Com a entrega da UG3, o cronograma está progredindo e a equipe já está se preparando para a paralisação da UG1, que será a quarta unidade geradora da lista a iniciar o seu ciclo de modernização.

“As lições aprendidas durante as modernizações das unidades geradoras anteriores nos permitiram aplicar na prática a melhoria contínua, que é uma das premissas da nossa companhia. Além disso, estamos capturando sinergias com o projeto de ampliação da usina, a futura UG7. Tudo está muito bem conectado. Mesmo com equipes distintas dedicadas a cada um dos projetos, operamos com processos similares, compartilhamos recursos e mantemos muita colaboração para assegurar a excelência e a segurança de ambas as obras”, destaca Adriana Waltrick, CEO da SPIC Brasil.

A GE Vernova gerencia todo o processo de engenharia, integração, instalação e comissionamento dos sistemas principais da usina, incluindo turbinas, geradores e equipamentos auxiliares.

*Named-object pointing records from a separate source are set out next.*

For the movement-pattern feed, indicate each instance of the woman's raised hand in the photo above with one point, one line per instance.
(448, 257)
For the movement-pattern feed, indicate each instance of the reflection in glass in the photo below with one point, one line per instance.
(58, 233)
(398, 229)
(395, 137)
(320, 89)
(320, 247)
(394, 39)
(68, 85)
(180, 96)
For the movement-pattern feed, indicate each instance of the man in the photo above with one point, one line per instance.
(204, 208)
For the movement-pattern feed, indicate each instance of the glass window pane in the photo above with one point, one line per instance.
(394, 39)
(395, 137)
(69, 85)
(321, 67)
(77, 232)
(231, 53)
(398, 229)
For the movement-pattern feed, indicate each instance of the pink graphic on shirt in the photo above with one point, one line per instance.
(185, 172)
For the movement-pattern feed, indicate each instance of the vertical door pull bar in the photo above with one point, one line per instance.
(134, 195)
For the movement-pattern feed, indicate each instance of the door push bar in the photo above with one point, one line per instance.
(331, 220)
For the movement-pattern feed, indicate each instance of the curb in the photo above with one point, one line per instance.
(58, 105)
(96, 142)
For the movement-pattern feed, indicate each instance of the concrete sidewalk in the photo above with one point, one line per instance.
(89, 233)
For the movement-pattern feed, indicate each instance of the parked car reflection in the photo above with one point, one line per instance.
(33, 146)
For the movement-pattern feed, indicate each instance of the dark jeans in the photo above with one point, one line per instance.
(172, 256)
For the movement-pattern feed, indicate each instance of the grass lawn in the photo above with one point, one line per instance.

“A UHE São Simão é um ativo fundamental para a energia do país. Concluir esta etapa desafiadora, bem abaixo do prazo médio de mercado, reforça a capacidade técnica do nosso time. Esta colaboração de sucesso com a SPIC Brasil e nosso consorciado, aplicando lições aprendidas e utilizando a experiencia da GE Vernova em projetos de modernização, demonstra como a reforma eficiente de usinas existentes é, hoje, uma das formas mais inteligentes e competitivas de garantir a segurança energética nacional e atualizar a infraestrutura do setor elétrico”, afirmou Claudio Trejger, CEO de Hydro Power da GE Vernova América Latina.

Escopo do projeto e investimento estratégico

O robusto programa de modernização é impulsionado por um investimento superior a R$ 1,2 bilhão distribuído ao longo de dez anos. A iniciativa visa aumentar a eficiência, a confiabilidade e a segurança da UHE São Simão, garantindo sua excelência operacional por mais três décadas.

O projeto completo para as seis unidades tem previsão de conclusão para 2029 e está estruturado em sete grandes pacotes, que vão desde a substituição de transformadores e a reforma das pontes rolantes até a completa transição dos sistemas de controle – que passarão de uma arquitetura analógica para uma 100% digital.